Essentiel à retenir sur la victime d'une erreur médicale

1.Victime d'une erreur médicale.
La victime d'une erreur médicale est un patient ayant subi un dommage après un acte de soin, un diagnostic ou une intervention chirurgicale. L’erreur médicale peut être liée à une faute ou à un accident sans faute.

2.Procédure devant la CCI (ex-CRCI).
La victime d'une erreur médicale peut saisir la CCI CRCI,Commission de Conciliation et d’Indemnisation pour obtenir une expertise. Le cas échéant, une indemnisation de son dommage sera possible. La CCI rend un avis après expertise médicale et désigne ensuite le payeur.

3.Critères de gravité exigés.
Pour être recevable, le dommage doit répondre à des critères de gravité (ex. : AIPP ≥ 24 %, arrêt de travail ≥ 6 mois consécutifs ou ≥ 6 mois non consécutifs sur 12 mois, troubles graves dans les conditions d’existence, etc.).

4.Responsabilité médicale pour faute.
Si une faute est reconnue (ex. : erreur de diagnostic, négligence, défaut d’information), c’est l’assureur du professionnel ou de l’établissement de santé qui doit indemniser la victime.

5.Indemnisation par l’ONIAM.
L'ONIAM peut intervenir en cas de refus d'indemnisation de l'assureur ou s'il s'agit d'un accident médical non fautif (aléa thérapeutique).

Question 1 Victime d’une erreur médicale suite à un accident de la route

Une voiture qui a brûlé un feu rouge m’a renversé sur un passage piéton. Le conducteur était non assuré. Depuis, je ne peux plus travailler. J’ai subi plusieurs opérations. Je porte encore une broche dans la jambe. Après l’une des interventions, un médecin a oublié un morceau de vis dans ma jambe. Il ne s’en est rendu compte que plus tard. Est-ce constitutif d’une faute médicale ? que faut-il faire pour obtenir une indemnisation quand on est victime d’une erreur médicale ?

Réponse d’un avocat.

En effet, l’oubli d’un corps étranger dans votre jambe peut constituer une erreur médicale. Cela dépend des circonstances, mais ce type de faute engage souvent la responsabilité du professionnel.

Dans un premier temps, pour l’accident de la route, comme le conducteur était en défaut d’assurance, c’est le FGAO (Fonds de Garantie) qui doit intervenir pour indemniser vos préjudices. La réparation du préjudice doit intégrer les suites opératoires y compris s’il y a eu une erreur médicale.

Toutefois, en cas d’impossibilité d’obtenir une indemnisation par le FGAO, vous pourriez saisir la CCI CRCI. Cette procédure a l’avantage d’être gratuite. Elle permet d’obtenir une expertise médicale qui permettra de confirmer l’existence d’une faute ouvrant droit à indemnisation.

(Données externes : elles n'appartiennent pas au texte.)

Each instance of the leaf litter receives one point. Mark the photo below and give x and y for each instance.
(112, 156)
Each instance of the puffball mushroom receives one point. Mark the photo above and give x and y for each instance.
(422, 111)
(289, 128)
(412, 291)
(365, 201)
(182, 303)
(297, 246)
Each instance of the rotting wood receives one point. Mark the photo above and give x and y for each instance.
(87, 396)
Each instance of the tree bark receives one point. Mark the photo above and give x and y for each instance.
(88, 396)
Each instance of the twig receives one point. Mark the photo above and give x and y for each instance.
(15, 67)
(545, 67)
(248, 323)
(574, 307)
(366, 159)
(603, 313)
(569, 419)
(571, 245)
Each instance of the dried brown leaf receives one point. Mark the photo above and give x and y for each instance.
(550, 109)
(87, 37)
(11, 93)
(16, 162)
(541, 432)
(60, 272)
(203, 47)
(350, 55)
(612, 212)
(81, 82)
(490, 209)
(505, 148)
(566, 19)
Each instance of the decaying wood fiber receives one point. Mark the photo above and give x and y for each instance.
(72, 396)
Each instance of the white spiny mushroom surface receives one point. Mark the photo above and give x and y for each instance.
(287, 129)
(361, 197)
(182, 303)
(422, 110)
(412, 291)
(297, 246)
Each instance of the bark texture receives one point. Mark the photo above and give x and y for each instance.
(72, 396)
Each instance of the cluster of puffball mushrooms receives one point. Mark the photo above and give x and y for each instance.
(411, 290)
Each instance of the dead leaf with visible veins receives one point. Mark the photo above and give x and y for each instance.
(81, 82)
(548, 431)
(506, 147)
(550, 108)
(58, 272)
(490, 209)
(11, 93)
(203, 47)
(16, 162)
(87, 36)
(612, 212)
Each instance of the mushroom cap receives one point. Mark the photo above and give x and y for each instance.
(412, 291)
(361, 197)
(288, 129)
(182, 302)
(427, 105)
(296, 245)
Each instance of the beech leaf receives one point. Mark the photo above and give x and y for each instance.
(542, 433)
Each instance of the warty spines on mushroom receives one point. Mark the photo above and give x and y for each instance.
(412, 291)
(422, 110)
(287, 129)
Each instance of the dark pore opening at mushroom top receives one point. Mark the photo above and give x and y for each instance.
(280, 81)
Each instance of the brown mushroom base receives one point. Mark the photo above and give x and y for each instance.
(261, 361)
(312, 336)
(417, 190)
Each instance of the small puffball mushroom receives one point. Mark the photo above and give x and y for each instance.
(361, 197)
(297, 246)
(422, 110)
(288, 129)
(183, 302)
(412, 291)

Ensuite, deux cas sont possibles :
– S’il y a faute médicale, l’assureur du médecin ou de l’hôpital devra vous indemniser.
– S’il n’y a pas de faute, mais que le dommage est grave et imprévisible, vous pouvez obtenir une indemnisation par l’ONIAM (Office national d’indemnisation des accidents médicaux).

Enfin, vous avez tout intérêt à vous faire accompagner par un avocat en dommage coreporel. il vous conseillera efficacement sur le choix de la procédure.

Remarques de l'Association concernant la victime d'une erreur médicale

La victime d'une erreur médicale peut obtenir une indemnisation par l'assureur du professionnel ou de l'établissement de santé. Il faut être en mesure de prouver l'erreur. Le plus simple est de privilégier la voie amiable, c'est-à-dire la procédure CCI CRCI. Toutefois, il ne faut pas exclure automatiquement la procédure judiciaire. c'est pourquoi avant d'entamer toute démarche, il est raisonnable de consulter un avocat en droit médical.